Sopesé su apreciación.

– Puede ser, pero mi amigo el armero me comió el coco. Que si potencia de fuego, que si precisión, que si seguridad. Y encima me la sacó a buen precio. Ya sabes cómo soy. Cuando alguien se me muestra tan solícito y me lo da todo hecho me cuesta mucho decir que no.

– Tu amigo el armero está un poco volado. Pero oye, tú sabrás.

– De todos modos, no me digas que no es chula -dije, sacándola-. Tienen algo, estas armas alemanas, que lo convierten a uno en cuanto se descuida en un psicótico al estilo del protagonista de Taxi Driver. A veces me sorprendo mirándola con un embeleso que me asusta. Si creyera algo en los psiquiatras, hasta estaría tentado de ir a uno.

– Está bien, no sigas. Ya se me ha pasado el enfado.

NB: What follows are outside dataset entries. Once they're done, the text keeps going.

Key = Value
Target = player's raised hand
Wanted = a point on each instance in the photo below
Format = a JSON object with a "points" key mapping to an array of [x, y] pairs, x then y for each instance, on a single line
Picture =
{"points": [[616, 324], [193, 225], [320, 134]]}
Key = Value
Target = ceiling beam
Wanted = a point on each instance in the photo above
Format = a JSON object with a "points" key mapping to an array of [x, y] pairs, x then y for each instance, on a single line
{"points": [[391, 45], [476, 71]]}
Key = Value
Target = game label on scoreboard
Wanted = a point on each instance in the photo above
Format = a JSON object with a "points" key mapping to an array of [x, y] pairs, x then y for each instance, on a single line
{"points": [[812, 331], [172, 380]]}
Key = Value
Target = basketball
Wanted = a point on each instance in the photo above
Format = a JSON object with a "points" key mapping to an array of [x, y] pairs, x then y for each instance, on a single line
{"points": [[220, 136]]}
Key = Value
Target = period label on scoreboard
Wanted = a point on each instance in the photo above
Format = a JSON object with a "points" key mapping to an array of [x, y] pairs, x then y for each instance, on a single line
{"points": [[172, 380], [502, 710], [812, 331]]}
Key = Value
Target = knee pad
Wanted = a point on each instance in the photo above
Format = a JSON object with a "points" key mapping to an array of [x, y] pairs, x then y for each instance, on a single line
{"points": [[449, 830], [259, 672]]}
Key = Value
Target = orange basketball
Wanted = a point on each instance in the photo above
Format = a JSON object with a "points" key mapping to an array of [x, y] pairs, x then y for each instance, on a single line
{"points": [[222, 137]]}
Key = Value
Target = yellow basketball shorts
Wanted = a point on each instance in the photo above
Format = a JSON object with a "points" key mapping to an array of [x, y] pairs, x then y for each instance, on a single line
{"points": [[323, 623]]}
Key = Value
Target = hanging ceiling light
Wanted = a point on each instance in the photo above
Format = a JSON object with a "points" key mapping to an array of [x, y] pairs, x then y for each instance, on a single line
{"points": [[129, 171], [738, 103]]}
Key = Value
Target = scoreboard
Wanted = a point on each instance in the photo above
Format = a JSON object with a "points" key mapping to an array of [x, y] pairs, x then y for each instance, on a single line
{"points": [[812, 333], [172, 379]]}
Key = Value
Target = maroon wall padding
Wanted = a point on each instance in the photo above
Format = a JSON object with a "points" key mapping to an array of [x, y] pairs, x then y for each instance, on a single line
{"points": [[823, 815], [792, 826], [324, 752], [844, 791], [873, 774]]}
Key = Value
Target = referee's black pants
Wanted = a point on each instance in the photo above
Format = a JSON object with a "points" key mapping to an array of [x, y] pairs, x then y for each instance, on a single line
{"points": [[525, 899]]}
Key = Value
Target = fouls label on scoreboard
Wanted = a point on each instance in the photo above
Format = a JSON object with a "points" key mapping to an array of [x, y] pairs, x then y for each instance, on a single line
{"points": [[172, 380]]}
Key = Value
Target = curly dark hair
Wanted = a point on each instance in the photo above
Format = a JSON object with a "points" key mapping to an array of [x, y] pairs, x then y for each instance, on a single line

– Supuse que sólo te hacía falta desahogarte un poco. Te has divertido apretándole las tuercas al musculitos, ¿eh?

– No voy a negarlo -sonrió.

– Dios mío, qué lugar más peligroso va a ser el mundo dentro de diez años, cuando esté lleno de mujeres como tú y Condolezza Rice.

– No más peligroso que ahora, contigo y George W. Bush.

– En fin, no apostaré. Siguiente llamada.

Marqué el número de mi líder espiritual y material, aquel a quien seguiría al fin del mundo, en el improbable caso de que le diera por poner rumbo a ese lugar: mi nunca bastante celebrado comandante Pereira. Como la juez, tampoco él tardó mucho en atenderme. Le di cuenta de las novedades. De manera particular, le puse al corriente del contacto que había establecido con su señoría, y de su singular entrega a la causa y a resolvernos los problemas que iban surgiendo.

– Luego la llamaré, para que se sienta cuidada -dijo Pereira.

– No sé si necesita mucho eso -se me escapó.

– Pero como el comandante soy yo, seguiré mi criterio.